The more fundamental error in AOC's reference to "Milton Keynes"

Tim Worstall nicely explains.

What the congresswoman meant to talk about was John Maynard Keynes and his essay “Economic Possibilities for our Grandchildren.” In this essay, Keynes muses that by about 2030, we'd all be so rich that we'd only work 15 hours a week, which is what Ocasio-Cortez tries to cite to argue that this hasn't happened because of economic inequality, i.e., the rich idle while the rest of us labor on, or something.

This is not correct. In fact, much of that reduction in labor has happened, but it is so-called women’s work that has vanished.

BONUS: Washington Post columnist lectures AOC about how to eat breakfast in DC.

"If the Only Way You Can Get Your Great Idea Implemented . . ."
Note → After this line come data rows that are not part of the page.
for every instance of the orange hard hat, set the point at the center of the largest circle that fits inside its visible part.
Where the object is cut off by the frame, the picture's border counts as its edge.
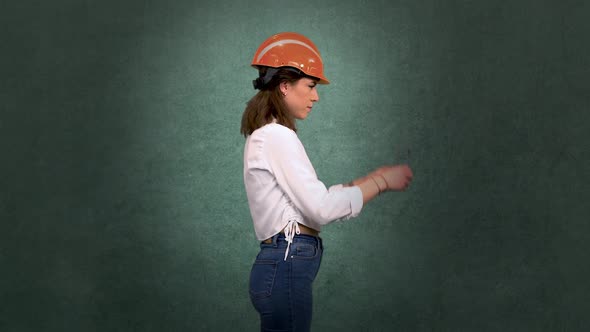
(291, 49)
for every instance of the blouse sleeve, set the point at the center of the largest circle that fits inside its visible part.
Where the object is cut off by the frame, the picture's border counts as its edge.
(297, 178)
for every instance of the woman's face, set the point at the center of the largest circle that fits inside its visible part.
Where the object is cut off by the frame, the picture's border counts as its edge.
(300, 97)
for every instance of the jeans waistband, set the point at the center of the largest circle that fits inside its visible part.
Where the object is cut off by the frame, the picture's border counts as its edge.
(280, 239)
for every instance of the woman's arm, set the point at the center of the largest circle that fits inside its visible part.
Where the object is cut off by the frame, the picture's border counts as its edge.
(383, 179)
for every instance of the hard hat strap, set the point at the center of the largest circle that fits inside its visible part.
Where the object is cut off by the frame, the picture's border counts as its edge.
(263, 80)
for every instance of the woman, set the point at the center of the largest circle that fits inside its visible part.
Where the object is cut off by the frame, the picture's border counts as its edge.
(287, 201)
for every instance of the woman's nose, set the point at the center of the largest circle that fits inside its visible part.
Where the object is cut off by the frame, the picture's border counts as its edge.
(314, 95)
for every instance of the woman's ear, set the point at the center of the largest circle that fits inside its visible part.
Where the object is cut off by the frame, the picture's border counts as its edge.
(284, 86)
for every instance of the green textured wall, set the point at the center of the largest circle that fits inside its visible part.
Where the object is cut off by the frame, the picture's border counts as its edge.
(122, 205)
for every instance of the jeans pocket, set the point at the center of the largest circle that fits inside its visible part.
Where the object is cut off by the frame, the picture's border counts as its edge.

Bryan Caplan is so very, very correct:

Once you pay proper respect to public choice theory, however, you cannot simply continue on your merry way.  You have to ponder its central normative lesson: Don’t advocate government action merely because a clever-and-appealing policy proposal passes a cost-benefit test.  Instead, look at the trendy-but-awful policies that will actually be adopted – and see if they pass a cost-benefit test.  If they don’t, you should advocate laissez-faire despite all those shiny ideas in the textbook.

Related: "Prohibition and the Great Society show that the government should not legislate vast social trends".

"New York's Progressive Rent Regulations Having the Exact Same Negative Consequence That Skeptics Predicted"

Economists are criticized a lot for what we don't know. But we do know some things. Here's one: "New York told landlords they couldn't pass along renovation costs, so landlords stopped doing renovations".

(And I think Stephen Green has an excellent chance at being correct when he predicts, "Big, connected players will snap up these properties at a steep discount, at which point the city will grant relief and exemptions from the new regulations.")

Related: "Why New York’s pols’ ‘affordable housing’ fixes only make everything worse".

"Macroeconomic Inferences and the New Fed Regime"

Yet another application of Goodhart's Law:

Monetary policy is typically concerned with keeping inflation low and stable while also trying to keep the unemployment rate down. By all appearances, the Fed is doing an admirable job. Inflation is currently around 2.5 percent, and the unemployment rate around 3.5 percent. These are exceptional numbers, and in any other era they would paint a picture of economic vigor.

But we cannot assume that anymore. Why not? The short answer is, the monetary policy regime has changed so much since the 2007–8 financial crisis that we cannot reasonably infer the same things from the usual data that we could prior to the crisis.

"'Let Them Eat Whole Foods': The Appalling Elitism of Dollar Store Bans"

Laura Williams nails it:

Opponents of dollar stores often contradict each other or even themselves.

Critics objected when suburban growth sent stores running for whiter, more affluent suburbs. But dollar stores’ explicit attempts to reverse this trend—to set up affordable retail options in poorer, underserved neighborhoods—are somehow also the target of scorn.

You’ll also hear critics claim dollar stores engage in “predatory” behavior by offering prices that are simultaneously too low (undercutting potential competitors) and also too high (as compared to a per-unit cost at the Costco 15 miles away).